After an account has been created the client must go to their profile page and request a secret token to be generated for them. This is the token to be sent along with the email address to the RESTful API for each API call.

In order to upload inputs/outputs for tasks the client needs to specify in their profile a path to a server where the files are to be fetched from. Look at the example on the web page. Of course, the remote server must have the public key of the grader authorized as mentioned above.

It is also possible to have a set up in which the client runs on the same machine as the grader and the files are just moved around locally.

Supported languages

For the moment the supported languages are C++, Java (through gcj), Python and Ruby. For Python there is a special mode in which the code for one particular method can be submitted. Read more about this mode in the section about using the grader.

The architecture of the grader makes it possible to run programs in virutally any language that has a compiler or interpreter. However, it is important to research how well the sandbox works for each separate case. Even the support for the current languages may have vulnerabilities. Please report if any such are found.

How to use it?

The grader accepts either whole programs or for Python - one method's contents (unit tests). The whole program mode accepts a whole valid program in each of the supported langauges and runs it in a stand-alone mode.
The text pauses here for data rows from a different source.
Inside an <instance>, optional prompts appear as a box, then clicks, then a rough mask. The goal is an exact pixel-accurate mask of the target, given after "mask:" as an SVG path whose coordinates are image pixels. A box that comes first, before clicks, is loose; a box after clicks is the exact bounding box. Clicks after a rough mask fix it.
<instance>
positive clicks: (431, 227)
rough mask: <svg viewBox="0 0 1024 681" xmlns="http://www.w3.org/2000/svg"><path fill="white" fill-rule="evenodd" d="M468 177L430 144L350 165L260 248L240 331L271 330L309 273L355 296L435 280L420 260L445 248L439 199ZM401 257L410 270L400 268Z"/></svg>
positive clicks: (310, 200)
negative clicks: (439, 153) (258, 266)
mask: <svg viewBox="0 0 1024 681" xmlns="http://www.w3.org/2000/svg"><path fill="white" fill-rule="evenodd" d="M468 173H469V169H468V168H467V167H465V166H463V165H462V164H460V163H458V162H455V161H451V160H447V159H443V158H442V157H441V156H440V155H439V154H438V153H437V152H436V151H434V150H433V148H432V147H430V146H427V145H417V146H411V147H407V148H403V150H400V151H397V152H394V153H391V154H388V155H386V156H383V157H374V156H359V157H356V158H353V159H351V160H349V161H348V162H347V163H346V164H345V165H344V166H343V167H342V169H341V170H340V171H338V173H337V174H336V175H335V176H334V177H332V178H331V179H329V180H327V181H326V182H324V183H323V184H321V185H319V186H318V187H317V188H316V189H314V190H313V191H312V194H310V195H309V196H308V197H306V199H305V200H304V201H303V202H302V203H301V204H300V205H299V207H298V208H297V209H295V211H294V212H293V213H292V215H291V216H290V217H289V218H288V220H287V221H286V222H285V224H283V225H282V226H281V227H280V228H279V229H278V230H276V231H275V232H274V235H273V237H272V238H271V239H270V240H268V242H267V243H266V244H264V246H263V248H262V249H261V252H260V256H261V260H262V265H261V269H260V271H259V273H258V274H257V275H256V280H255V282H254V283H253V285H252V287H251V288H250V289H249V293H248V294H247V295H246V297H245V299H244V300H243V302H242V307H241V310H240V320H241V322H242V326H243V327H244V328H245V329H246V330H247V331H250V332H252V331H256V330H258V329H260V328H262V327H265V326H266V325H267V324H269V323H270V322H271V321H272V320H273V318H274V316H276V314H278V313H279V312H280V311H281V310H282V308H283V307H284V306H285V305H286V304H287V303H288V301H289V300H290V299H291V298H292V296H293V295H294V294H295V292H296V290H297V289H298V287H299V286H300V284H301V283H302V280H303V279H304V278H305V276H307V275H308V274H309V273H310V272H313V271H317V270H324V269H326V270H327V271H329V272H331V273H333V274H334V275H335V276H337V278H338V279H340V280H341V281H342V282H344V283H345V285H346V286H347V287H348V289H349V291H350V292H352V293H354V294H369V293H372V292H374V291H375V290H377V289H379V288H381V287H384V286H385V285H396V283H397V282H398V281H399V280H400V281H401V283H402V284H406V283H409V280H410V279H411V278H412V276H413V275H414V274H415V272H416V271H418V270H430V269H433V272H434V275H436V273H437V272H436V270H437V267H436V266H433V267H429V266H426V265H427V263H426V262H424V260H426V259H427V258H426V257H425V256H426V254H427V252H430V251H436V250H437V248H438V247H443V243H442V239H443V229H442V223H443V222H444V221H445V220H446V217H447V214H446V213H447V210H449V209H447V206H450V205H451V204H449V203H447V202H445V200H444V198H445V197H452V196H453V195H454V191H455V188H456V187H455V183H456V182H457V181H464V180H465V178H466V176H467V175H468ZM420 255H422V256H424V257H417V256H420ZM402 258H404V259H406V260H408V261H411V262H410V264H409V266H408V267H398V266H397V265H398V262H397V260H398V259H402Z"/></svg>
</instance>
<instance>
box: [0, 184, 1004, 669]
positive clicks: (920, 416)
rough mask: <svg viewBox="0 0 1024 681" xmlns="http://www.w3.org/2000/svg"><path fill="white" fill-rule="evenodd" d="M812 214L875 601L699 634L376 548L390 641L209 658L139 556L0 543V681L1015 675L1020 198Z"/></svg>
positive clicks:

The unit test mode is for tasks for which the API client (or task author) has supplied a wrapper program, which is written in such way so that it calls a given method and processes its result. The method can accept parameters and the solution to such problems must contain the expected method with implementation in it. NOTE: This is only available for Python at the moment but should be easily extendable to the other languages, too.

There are example Ruby and shell scripts in the directory sample_api_calls, which will allow you to test using the API of a running grader. These scripts simulate all possible API calls (as of 2015-07-27), you just need to tweak the params they send with the requests to match what you have in your version of the grader.

TODO list

  • Make it easier to bootstrap the user creation.
  • Run compilation in the sandbox, too.
  • Think of a better way to handle file uploads for tasks
  • Allow other methods for sending email
  • Make it possible to run unit tests for all languages